One of the premiere moments for animation—that is, when it came to the small screen and was widely broadcast in syndication—was infamously introduced in 1959 with a distinct lack of animated sequences with the adventures of Clutch Cargo and friends.
Higher art with greater production value was reserved for the cinema, featurettes like Gerald McBoing-Boing to be shown along with news reels to the audience before the film began, and many great animators honed their talents, debuting on the air-waves later in the following decade, like Chuck Jones and the team of Hanna-Barbera. Utilising a process called Syncro-Vox that superimposed the moving images of the voice-actors’ mouths on to a cartoon visage, a lot of live action and stock footage transitions, the studio could produce episodes at a fraction of the cost, and although this series seems crude and decidedly inanimate compared to the next generation (Jones derided that early stage as “illustrated radio” and it was really rather not much more than a comic strip) but in defense of this flatness, the stories were quite involving and imaginative and offered a chain of cliff-hanger chapters to be resolved Saturday mornings and had quite a cult following.

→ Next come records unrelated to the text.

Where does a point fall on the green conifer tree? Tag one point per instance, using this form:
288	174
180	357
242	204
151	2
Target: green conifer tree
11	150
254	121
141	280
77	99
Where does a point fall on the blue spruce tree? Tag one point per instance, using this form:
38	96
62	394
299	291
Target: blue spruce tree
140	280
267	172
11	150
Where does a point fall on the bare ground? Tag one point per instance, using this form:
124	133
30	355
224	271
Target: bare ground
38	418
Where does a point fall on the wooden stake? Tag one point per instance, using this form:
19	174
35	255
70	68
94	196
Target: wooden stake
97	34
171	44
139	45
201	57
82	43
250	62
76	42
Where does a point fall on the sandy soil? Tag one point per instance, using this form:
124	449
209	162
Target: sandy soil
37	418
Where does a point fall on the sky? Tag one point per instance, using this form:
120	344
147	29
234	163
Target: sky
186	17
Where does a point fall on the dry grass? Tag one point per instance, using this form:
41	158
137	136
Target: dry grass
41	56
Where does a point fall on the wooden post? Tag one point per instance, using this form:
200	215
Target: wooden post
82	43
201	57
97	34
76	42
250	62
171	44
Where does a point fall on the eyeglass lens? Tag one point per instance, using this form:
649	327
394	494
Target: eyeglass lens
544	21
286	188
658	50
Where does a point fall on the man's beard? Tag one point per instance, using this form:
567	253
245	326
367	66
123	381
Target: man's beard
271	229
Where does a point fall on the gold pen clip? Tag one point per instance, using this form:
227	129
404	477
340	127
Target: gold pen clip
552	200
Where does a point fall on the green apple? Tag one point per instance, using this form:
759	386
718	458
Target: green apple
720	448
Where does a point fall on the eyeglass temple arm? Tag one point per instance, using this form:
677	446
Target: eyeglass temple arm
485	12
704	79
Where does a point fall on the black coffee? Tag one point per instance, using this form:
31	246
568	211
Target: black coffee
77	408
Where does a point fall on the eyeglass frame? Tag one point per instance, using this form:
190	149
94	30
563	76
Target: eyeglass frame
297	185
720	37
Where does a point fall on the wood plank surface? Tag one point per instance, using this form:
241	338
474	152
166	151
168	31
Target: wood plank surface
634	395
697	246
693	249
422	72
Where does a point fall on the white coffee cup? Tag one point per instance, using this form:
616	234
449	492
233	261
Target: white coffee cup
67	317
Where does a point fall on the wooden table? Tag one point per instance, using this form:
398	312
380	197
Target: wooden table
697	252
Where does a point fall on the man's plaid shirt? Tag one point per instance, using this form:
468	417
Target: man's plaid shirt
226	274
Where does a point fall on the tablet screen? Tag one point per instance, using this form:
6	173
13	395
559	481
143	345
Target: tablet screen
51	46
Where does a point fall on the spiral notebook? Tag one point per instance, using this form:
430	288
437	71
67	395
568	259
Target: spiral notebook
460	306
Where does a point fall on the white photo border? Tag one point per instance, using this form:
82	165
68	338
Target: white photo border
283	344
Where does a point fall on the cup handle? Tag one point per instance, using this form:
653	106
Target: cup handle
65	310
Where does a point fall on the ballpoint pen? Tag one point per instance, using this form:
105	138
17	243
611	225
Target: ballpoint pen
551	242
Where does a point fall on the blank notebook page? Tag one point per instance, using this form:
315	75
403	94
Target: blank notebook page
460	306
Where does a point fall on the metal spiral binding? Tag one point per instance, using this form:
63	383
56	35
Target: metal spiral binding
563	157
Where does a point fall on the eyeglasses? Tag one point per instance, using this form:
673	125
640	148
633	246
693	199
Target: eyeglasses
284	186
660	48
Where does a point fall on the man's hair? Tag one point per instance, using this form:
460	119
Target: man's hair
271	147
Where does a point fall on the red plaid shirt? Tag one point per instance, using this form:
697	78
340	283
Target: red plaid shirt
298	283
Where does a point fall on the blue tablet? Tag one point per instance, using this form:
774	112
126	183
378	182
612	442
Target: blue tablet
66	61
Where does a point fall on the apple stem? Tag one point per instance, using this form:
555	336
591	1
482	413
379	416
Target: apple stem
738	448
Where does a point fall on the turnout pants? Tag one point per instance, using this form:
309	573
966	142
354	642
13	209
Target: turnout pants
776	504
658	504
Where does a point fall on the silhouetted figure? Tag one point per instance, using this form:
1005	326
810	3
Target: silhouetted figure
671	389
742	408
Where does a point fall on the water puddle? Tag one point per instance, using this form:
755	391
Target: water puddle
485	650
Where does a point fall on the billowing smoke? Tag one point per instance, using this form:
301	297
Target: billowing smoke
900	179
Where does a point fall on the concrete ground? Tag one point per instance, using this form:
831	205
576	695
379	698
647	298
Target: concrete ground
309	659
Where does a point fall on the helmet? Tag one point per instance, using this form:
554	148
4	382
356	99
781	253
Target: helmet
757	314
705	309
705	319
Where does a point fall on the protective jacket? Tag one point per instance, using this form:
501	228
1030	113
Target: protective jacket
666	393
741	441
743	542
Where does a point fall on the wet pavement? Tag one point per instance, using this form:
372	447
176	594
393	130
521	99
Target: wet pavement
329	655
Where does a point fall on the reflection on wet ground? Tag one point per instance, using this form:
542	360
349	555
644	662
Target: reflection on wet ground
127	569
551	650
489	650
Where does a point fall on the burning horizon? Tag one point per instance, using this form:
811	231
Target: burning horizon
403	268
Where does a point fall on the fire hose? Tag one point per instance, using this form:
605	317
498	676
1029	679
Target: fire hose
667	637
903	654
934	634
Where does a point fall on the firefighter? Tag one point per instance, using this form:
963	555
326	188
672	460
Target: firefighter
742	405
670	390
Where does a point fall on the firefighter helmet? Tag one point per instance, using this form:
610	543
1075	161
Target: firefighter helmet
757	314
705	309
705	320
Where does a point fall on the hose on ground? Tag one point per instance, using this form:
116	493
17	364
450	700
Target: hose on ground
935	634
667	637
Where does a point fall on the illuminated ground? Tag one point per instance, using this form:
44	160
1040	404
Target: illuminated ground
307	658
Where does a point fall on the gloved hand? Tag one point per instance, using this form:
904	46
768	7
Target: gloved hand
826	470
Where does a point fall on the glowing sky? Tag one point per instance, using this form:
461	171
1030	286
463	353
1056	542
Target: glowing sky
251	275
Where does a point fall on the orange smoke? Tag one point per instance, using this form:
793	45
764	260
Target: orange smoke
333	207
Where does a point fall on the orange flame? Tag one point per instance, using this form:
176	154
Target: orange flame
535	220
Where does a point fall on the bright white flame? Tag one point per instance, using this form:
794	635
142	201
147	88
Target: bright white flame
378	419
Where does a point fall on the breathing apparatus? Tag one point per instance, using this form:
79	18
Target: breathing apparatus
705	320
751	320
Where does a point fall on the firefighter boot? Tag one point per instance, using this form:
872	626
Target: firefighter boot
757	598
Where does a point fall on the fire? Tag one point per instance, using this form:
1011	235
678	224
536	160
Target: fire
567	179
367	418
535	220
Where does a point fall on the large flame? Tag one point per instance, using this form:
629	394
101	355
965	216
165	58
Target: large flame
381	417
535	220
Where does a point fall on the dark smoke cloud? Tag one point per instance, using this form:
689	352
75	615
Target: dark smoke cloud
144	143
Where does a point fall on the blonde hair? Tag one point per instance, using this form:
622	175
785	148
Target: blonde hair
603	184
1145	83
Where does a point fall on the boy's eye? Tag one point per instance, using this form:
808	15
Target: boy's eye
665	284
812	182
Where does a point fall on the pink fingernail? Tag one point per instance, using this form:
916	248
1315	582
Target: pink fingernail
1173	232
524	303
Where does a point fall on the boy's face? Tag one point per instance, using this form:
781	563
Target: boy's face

Before universal audiences were exposed to a reference in passing in the 1994 film Pulp Fiction—the flashback scene when a young Butch (Bruce Willis) is presented his treasured watch nearly left behind as they fled and there’s an cartoon Eskimo with a human mouth on the television set, there was a more garbled and chaotic and perhaps more localised with the 1987 incident called the Max Headroom Signal Interruption in Chicago. An unknown man with at least one accomplice (disguised as the recently created British character Max Headroom and as a French maid, respectively) hijacked two broadcast stations in the city—I guess as a demonstration to show that they could but no one knows as they were never caught and their identities are still a mystery, ranted on air and hummed the theme from Clutch Cargo and made a few references to its final episode—which seemed to resonate with the otherwise bewildered at home audience.